樊仰极不知道何时弄了把凳子坐了下来,像是个牢头似的,摆明跟她耗上了。她瞪着他,想起自己这阵子来的遭遇,不禁感到心酸。
她原本是个乐天的人,但阿爹一病,她的生活竟跟着全走了样。她才知道一分钱确实能逼死一条好汉,尝尽了人情冷暖。想起自己挖空心思才想到这个挣钱的方法,今天过后却全部都要白费了。如果她不能回家,那她阿爹怎么办?说不定会病死,说不定会因为担心她而昏迷
想到此,她眼泪潸潸,抽泣了起来。
“呜”她的哭声抑扬顿挫,听来倒有几分吟唱的味道。
樊仰极不可思议地眯起眼。
这老头不,是这小丫头又是在演哪出?他都还没动手,她就哭得一把鼻涕一把眼泪的。她涂上颜料的小脸在泪水的洗涤下出现一条条的斑驳痕迹,下巴的胡子更是被他扯掉了一大撮,就连头顶的宽帽都歪了,露出她乌黑的发辫来。

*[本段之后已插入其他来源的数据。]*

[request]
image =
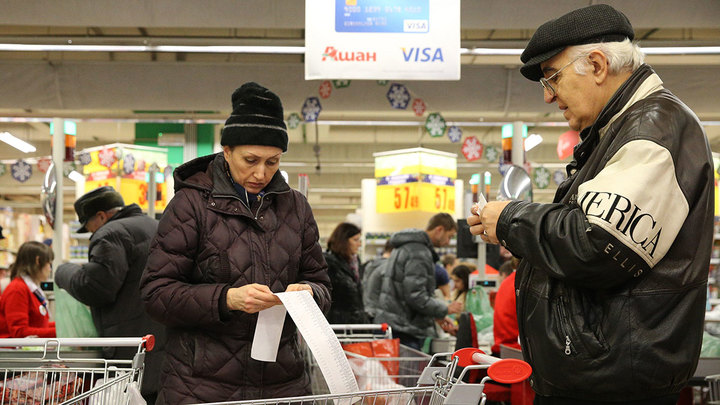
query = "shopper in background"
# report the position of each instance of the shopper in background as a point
(109, 283)
(407, 300)
(613, 279)
(234, 234)
(372, 280)
(343, 269)
(23, 305)
(505, 328)
(460, 276)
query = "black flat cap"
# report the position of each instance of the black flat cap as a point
(101, 199)
(587, 25)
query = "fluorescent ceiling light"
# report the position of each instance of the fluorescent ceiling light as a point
(299, 50)
(16, 143)
(532, 141)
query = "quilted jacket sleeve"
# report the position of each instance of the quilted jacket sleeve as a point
(167, 288)
(313, 268)
(98, 282)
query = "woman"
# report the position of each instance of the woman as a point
(234, 234)
(460, 275)
(343, 268)
(23, 305)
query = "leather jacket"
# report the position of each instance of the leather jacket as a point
(612, 286)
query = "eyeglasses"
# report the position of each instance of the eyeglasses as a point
(546, 82)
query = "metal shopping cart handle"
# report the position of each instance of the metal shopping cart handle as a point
(506, 371)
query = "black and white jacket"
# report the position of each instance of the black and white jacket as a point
(612, 286)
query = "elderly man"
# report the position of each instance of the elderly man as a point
(611, 288)
(109, 282)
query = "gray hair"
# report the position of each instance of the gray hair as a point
(625, 56)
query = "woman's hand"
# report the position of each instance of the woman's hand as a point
(251, 298)
(299, 287)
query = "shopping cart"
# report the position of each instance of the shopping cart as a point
(372, 370)
(55, 372)
(714, 386)
(437, 384)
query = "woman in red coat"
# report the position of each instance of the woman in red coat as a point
(23, 306)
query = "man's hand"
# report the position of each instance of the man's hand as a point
(251, 298)
(299, 287)
(455, 307)
(484, 223)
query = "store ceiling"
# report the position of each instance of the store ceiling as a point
(108, 92)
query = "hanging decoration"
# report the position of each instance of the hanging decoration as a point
(294, 120)
(68, 167)
(311, 109)
(566, 144)
(128, 163)
(472, 148)
(491, 153)
(44, 164)
(339, 84)
(418, 107)
(398, 96)
(559, 176)
(325, 89)
(435, 125)
(541, 177)
(84, 158)
(107, 157)
(455, 134)
(21, 171)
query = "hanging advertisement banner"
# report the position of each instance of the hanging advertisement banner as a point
(382, 39)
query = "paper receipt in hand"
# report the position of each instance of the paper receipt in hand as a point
(480, 204)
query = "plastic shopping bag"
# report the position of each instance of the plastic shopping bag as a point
(72, 318)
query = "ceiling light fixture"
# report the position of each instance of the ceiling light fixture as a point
(16, 143)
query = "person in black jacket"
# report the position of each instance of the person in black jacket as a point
(344, 271)
(109, 282)
(612, 284)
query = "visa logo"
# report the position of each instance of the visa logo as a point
(422, 54)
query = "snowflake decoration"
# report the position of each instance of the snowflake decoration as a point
(325, 89)
(491, 153)
(435, 125)
(339, 84)
(294, 120)
(44, 164)
(541, 177)
(455, 134)
(21, 171)
(107, 157)
(84, 158)
(129, 163)
(472, 148)
(398, 96)
(67, 168)
(418, 107)
(311, 109)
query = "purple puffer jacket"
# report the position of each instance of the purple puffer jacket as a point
(208, 240)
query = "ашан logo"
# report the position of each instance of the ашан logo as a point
(348, 56)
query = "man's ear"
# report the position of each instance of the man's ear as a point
(599, 66)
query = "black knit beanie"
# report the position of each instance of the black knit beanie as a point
(257, 119)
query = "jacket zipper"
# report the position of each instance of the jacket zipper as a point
(563, 325)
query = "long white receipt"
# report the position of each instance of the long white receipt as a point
(316, 332)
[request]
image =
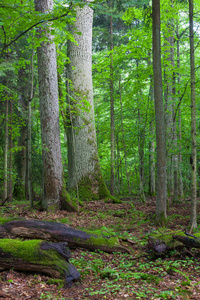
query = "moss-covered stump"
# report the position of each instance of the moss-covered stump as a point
(53, 231)
(161, 243)
(38, 256)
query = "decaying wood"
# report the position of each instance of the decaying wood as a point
(161, 243)
(49, 258)
(57, 232)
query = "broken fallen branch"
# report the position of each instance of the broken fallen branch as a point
(38, 256)
(161, 243)
(57, 232)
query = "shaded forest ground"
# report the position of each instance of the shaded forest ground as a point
(112, 276)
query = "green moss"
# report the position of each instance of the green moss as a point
(161, 219)
(103, 241)
(27, 250)
(5, 220)
(59, 282)
(167, 237)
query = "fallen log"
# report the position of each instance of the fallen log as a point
(38, 256)
(161, 243)
(57, 232)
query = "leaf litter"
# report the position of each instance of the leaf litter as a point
(112, 276)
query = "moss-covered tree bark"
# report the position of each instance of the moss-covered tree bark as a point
(53, 231)
(85, 175)
(55, 196)
(37, 256)
(162, 243)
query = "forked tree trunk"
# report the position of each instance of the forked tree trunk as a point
(180, 184)
(161, 188)
(84, 172)
(55, 196)
(193, 121)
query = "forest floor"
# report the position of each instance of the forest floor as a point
(113, 276)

她的模样煞是狼狈,而她那专心的哭法却教樊仰极看得出神了。一面想看她眼泪把脸蛋洗净后的真面目,一面又觉得她这模样有些可怜,甚至想拍拍她的肩膀,给她一点安慰。
这真是见鬼了!他把她绑到这儿来,可不是为了安慰她的。
“哭够了没?我都还没开始行刑,你就先哭起来?”他的声音冷静,甚至带着一丝讥讽。
“反正横竖都要死,你管我管我哭不哭?”她一边粗鲁地拉袖子抹脸,但这动作更是把她唇上的那撇胡子给拉歪了,害樊仰极故作冷硬的表情差点维持不住。
“你刚刚不是急着求饶,还说要说清楚来龙去脉,现在是想图个俐落,直接等死了?”他竟然有点不满意她的投降,原以为她应该会努力地想活下来才对。不知怎地,他竟然有着淡淡的失望。
“你岂会明白我的满腹委屈”萧筱小抹了把脸,干脆把胡子都摘下来,她甚至掏出帕子把胡子收好,万一能活着出去,说不定还用得上。
“委屈?”他不以为然地瞠目。
“我阿爹原本是个说书先生,日子勉强还过得去,可前不久阿爹病了,我去请大夫,才知道我们家好穷,只好向邻居借了点银子,勉强抓了几帖葯。很快地连买葯的钱都没了,我到处找人借钱,根本借不到,找事情做不是工钱很少,就是没人要用我,最后终于想到一个办法”她说着神情居然出现了一丝得意。
“什么办法?招摇撞骗?”他马上泼了她一桶冷水。
“什么招摇撞骗?你不知道说书这活儿并不好混吗?多的是生意冷清的说书人,不然你以为我们家为何那么穷?”她理直气壮地抱怨。“说到这个我就气,我一开始去说书,也是想说些忠孝节义的故事,最好还能教化民心,劝人向善”
“你废话不能少说一点吗?顺口就能编造一堆辞,真是”
“真是说书的料,对吧?”她得意地笑了,但一碰上他凉凉的眼神时,笑容顿时敛住。“我反正,就是客人很少,生意很惨澹,我根本赚不到什么银子。好在我这人天资聪颖,穷则变,变则通,我去茶馆坐着,到处听听人家聊天的话题,想找出大伙儿感兴趣的,然后我就发现”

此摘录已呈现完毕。